Liang Yunzhan shook his head, "If you don't want to, forget it, I believe you can handle it." ”

"Liang Jin, it's been so long, do you really think I still treat you as a child?

In my mind, you are more mature than adults, and that's exactly what happened. ”

After a while, Liang Yunzhan was probably not at ease, and spoke to me again.

But I can only disappoint him, and I still can't talk to him much.

"It's useless to have some things, they just add trouble to the other party, and they can't help me." I know that Liang Yunzhan cares about me, but this matter is really impossible.

Actually, it's not just him, I don't have anyone at all. If it weren't for Shen Yu hypnotizing me, I would have kept him a secret.

"Let's go ahead and look at this drug, see if the breakdown components can speed up something." I changed the subject.

On the one hand, he didn't want to continue these things with him, and on the other hand, the medicine that suppressed toxins was indeed the top priority.

Liang Yunzhan sorted out the book and looked outside, "It's late, don't let your family caries you."

You go back and take a good look at the book, and I'll sort out my thoughts again, tomorrow. ”

I took the book, but I didn't leave. My heart was afraid, afraid that if I failed, my grandmother would leave me again.

I know that even staying up all night here won't work, but I just can't move.

Liang Yunzhan sighed, "This kind of thing is urgent, it takes time for the drug to decompose, and it's useless for you to stay here."

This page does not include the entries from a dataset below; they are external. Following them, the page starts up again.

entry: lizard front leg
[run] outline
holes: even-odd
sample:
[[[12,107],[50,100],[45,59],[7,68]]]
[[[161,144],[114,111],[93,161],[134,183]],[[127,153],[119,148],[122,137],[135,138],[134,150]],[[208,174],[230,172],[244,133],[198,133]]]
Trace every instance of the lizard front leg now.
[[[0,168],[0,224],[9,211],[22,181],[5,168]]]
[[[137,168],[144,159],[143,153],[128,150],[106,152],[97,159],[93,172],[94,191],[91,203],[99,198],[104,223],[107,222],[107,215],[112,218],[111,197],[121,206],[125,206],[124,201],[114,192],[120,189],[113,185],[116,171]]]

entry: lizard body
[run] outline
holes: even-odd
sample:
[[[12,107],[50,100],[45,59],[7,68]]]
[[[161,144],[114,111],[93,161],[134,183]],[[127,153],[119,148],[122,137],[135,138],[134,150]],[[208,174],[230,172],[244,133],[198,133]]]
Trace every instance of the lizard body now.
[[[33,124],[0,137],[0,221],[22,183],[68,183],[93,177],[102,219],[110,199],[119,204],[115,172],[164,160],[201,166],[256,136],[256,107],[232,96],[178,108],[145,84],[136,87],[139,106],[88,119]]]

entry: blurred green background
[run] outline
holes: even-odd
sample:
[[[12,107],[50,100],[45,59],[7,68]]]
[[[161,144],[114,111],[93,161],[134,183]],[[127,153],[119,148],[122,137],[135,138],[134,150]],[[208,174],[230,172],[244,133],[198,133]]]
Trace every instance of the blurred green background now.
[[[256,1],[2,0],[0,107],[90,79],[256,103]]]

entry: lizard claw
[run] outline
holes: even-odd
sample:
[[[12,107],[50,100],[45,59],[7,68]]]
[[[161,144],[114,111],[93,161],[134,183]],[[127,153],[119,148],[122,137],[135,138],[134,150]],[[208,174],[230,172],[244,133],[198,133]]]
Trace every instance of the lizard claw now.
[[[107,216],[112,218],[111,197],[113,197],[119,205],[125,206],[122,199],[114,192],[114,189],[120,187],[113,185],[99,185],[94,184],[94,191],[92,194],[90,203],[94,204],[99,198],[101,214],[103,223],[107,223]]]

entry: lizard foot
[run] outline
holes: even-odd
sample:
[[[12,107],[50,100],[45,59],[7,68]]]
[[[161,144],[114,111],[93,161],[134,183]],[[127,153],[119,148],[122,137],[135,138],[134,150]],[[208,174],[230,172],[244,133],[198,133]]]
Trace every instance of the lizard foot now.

Even if you don't believe me, you should believe in yourself, right? If you don't believe in yourself, you should believe it, believe in such a good person as your grandmother, she will be fine. ”

The second half of the sentence really touched me, grandma is so good and good to everyone, she will be fine.

I didn't actually disbelieve him, I was just a little afraid that I wouldn't fulfill people's wishes, and I was also afraid that fate would make people.

It's probably because I've been so smooth in the past few years, maybe the good days are just over.

Out of Liang Yunzhan's house, I actually felt a chill in the air of June.

I unconsciously have made the worst plan, no matter how bad I still have a year with my grandmother,

I can take her to do everything she wants, I can leave school and be with her all the time, not missing a minute.

I haven't eaten the green onion noodles yet, and I must eat them this year until I can't forget the taste.

Another gust of wind blew, and I suddenly sobered up a little, how could I be so pessimistic?

For a whole year, I will definitely be able to develop a drug that inhibits the toxins in my grandmother's body.